Degree and H/O mediator role. The importance of mediator proteins between H and O disease proteins (measured by M2 in the DPIP network) is shown versus their nD in the PPI network. Important mediators among disease proteins are not necessarily hub proteins in the cell.

Figure 4
figure 4

Betweenness and H/O mediator role. The importance of mediator proteins between H and O disease proteins (measured by M2 in the DPIP network) is shown versus their nB in the IP network. Important mediators are not necessarily high-betweenness nodes in IP.

We suggest that it can be of interest to study the relationship between network position and functionality of proteins in the protein interaction network, even if our work indeed did not intend to predict causing-disease genes. Table 3 shows the statistics of enriched terms for the information of interest. The relationship between the M2 index and the average P-value calculated for GO terms of the mediators is demonstrated for both the H-O (Figure 5) and the H-D (Figure 6) pathways. All of the P-value of GO terms for the top mediators are below 0.05 (except for the H-D mediators P80098 (C-C motif chemokine 7) and P22681 (E3 ubiquitin-protein ligase CBL)): it means that these mediators associate to rich GO terms. The Pearson correlation (ρH-O = 0.51) and the Spearman rank order correlation (ρ = 0.55) show that there is a relatively strong positive relationship between M2 and P-value of GO terms of the H-O mediators. For the H-D mediators, the relationship is negative and not very strong (with Pearson correlation ρH-D = -0.14 and the Spearman rank order correlation ρ = -0.32). The relationship between important mediator function (high M2) and functional importance (low average P-value) is stronger in the case of diabetes (Figure 6).

Table 3 Functional statistics of mediator proteins.
Figure 5
figure 5

Function and H/O mediator role. The figure shows the average P-value (avP) of GO terms against the importance of the 11 most important mediator proteins (measured by M2) in H-O pathways. The P-value quantifies the significance of GO term enrichment with a modified Fisher's exact test.

Figure 6
figure 6

Function and H/D mediator role. The figure also shows the average P-value (avP) of GO terms against the importance of the 11 most important mediator proteins (measured by M2) in H-D pathways. The P-value quantifies the significance of GO term enrichment with a modified Fisher's exact test.

Discussion

Apart of structural network analysis, understanding the relationship between network position and biological function is of key importance. For mediators between heart diseases and obesity, we have found several enriched pathway terms related to diseases such as 'insulin signaling pathway', 'aspirin blocks signaling pathway involved in platelet activation' and 'natural killer cell-mediated cytotoxicity'. 'Kidney normal epithelium 3rd' is an example for associated tissues for H-O mediator proteins. The domains contained in these proteins, such as S-Tck, SH2 and SH3, are important domains in performing protein functions and are known to be involved in different pathogenic mechanisms [20, 21].

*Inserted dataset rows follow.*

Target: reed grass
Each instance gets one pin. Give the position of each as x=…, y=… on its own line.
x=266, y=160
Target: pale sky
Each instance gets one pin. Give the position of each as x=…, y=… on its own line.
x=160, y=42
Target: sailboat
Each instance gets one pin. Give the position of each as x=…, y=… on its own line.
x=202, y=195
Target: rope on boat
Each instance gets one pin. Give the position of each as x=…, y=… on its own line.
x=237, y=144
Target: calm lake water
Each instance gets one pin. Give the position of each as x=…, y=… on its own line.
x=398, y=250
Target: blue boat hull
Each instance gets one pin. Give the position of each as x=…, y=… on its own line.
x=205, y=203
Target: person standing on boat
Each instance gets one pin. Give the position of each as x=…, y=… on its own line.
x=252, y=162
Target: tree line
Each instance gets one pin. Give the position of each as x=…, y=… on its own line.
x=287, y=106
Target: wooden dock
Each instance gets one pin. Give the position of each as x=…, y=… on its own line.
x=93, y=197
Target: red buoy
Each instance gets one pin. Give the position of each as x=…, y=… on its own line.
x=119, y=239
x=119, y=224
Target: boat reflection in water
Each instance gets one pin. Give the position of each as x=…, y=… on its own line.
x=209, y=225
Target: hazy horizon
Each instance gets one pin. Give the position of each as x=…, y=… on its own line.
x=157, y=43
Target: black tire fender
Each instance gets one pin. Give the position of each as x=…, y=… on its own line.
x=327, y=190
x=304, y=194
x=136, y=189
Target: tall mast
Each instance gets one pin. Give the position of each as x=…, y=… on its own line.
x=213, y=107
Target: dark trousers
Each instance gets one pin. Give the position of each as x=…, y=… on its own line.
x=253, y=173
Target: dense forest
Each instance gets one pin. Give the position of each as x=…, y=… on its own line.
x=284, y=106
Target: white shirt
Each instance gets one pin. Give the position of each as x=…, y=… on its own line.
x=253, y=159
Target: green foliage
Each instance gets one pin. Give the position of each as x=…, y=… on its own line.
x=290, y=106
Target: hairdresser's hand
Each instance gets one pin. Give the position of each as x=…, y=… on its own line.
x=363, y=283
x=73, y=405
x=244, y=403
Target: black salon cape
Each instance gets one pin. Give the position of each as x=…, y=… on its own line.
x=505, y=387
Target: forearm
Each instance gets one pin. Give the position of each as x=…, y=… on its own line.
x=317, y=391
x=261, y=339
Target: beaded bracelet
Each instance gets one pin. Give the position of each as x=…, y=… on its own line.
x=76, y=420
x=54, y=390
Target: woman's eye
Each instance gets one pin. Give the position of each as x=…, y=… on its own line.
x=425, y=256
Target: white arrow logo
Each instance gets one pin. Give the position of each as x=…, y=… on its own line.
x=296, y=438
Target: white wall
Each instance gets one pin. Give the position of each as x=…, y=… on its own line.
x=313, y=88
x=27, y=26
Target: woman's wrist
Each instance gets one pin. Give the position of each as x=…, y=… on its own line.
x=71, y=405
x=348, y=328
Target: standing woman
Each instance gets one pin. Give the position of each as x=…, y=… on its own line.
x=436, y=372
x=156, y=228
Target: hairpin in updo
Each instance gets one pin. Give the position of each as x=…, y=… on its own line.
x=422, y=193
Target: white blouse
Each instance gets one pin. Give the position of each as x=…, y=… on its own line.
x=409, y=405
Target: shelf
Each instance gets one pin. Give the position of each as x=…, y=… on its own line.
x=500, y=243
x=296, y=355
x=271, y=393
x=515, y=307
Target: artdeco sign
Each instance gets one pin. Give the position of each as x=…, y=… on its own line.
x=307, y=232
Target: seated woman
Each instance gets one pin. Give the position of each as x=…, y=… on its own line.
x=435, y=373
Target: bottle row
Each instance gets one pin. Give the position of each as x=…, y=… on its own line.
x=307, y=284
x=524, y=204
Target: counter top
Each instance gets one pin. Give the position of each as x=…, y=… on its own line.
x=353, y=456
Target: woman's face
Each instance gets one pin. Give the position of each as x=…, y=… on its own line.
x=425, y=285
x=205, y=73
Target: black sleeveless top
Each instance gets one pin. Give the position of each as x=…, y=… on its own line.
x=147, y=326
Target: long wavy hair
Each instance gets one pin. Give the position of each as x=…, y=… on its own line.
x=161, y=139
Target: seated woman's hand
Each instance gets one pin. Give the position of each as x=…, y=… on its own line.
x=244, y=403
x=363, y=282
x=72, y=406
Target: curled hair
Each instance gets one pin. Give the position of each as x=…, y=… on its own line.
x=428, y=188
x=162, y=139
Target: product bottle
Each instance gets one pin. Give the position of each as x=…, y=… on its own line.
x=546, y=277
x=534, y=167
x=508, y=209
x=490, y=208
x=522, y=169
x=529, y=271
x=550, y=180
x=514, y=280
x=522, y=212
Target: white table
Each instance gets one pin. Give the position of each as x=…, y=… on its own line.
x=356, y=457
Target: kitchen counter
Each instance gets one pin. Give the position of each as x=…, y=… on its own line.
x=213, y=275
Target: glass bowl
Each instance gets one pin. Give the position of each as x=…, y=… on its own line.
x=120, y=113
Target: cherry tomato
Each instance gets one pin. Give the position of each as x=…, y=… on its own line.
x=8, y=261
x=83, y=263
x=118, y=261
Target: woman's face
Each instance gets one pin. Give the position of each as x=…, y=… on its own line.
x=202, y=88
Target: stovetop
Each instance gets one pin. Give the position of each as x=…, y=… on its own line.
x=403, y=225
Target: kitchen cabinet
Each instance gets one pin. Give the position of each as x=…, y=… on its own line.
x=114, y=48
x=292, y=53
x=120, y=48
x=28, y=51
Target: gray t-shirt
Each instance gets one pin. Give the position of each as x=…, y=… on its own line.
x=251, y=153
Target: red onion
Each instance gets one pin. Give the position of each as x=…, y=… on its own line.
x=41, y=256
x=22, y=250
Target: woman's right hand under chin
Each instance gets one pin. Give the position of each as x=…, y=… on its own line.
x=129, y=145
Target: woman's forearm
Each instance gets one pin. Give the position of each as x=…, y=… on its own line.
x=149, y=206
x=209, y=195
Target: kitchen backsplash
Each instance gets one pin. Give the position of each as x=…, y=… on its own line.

The same procedure was used to explore functional information on H-D mediators. There are three enriched terms concerning pathways ('chemokine families', 'long-term depression' and 'cytokine-cytokine receptor'). Among these, 'chemokine families' are considered mostly pro-inflammatory: they can be induced during immune response to promote immune cells to the infection site, while others are considered homeostatic and are involved in controlling cell migration during normal tissue development. H-D mediators are mostly located in tissues 'adrenal tumor disease 3rd', 'pancreatic tumor disease 3rd' and contain domains like 'small inducible chemokine C/CC types' and 'small inducible cytokine A2 type'. The above analyses reveal generally pathogenic roles of H-O and H-D mediators. The following sections discuss some specific proteins of interest in order to demonstrate the potential use of our approach in systems biology and systems-based medicine.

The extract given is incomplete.